Макс Фрай. Сказки старого Вильнюса: [рассказы]. – СПб.: Амфора. ТИД Амфора; ООО Петроглиф, 2013. – Том 2. – 480 с.

Дело, конечно, не в Вильнюсе. Хотя понятно, что не будь его – случись на его месте другой город, с другими улицами, другой памятью, другими складками пространства, в которых днями, годами, поколениями накапливается терпеливое время, – и "дело" обернулось бы совершенно иначе. Ну, с другими интонациями. С другими именами, предметными и физиогномическими подробностями. Запахами и звуками.

Правда, при всех вообразимых различиях дело оставалось бы точно тем же самым – просто потому, что от него вообще никуда не деться.
А именно – проживание и прояснение удела человеческого. С его неустранимыми константами: невозможностью, необратимостью, ограниченностью, уязвимостью, однократностью, обреченностью, непоправимостью – и с той единственной, что скрывается под всем этим вполне тавтологичным разнообразием имен и масок: со смертью.

Фраевский Вильнюс – как это обычно бывает с городами – способ противостоять смерти.

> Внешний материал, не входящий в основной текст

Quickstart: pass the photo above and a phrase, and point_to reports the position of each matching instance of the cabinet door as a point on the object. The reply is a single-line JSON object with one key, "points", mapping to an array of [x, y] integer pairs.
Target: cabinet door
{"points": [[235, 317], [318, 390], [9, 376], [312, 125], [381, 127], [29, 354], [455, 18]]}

Противоречить ей, противожить. Да, города вообще только для этого, по большому счету, и заводятся – но Вильнюс – особенный. Он все это устраивает на свой единственный лад.

Возможности для этого у него, как опять же водится, строго лимитированы: в историческом центре Вильнюса – всего сто восемь улиц, о них только и речь (видимо, автор полагает, что на окраинах, среди новостроек, волшебство не действует или действует не вполне, хотя чем дальше читаешь, тем очевиднее, что там оно просто пока не замечено как следует или еще не совсем созрело: времени накоплено недостаточно. Но город явно работает над этим). Поэтому не остается ничего другого, как выявлять в заданном объеме возможностей – неисчерпаемость.

Как и в первом томе "Сказок" (а перед нами – продолжающийся проект), автор строго выдерживает принцип: одна улица – одна история. Вернее, одна попавшая в эту улицу – хоть бы и случайно – судьба. И сюжет во всех этих судьбах, если совсем уж тщательно всмотреться, – проигрывается, по существу, один.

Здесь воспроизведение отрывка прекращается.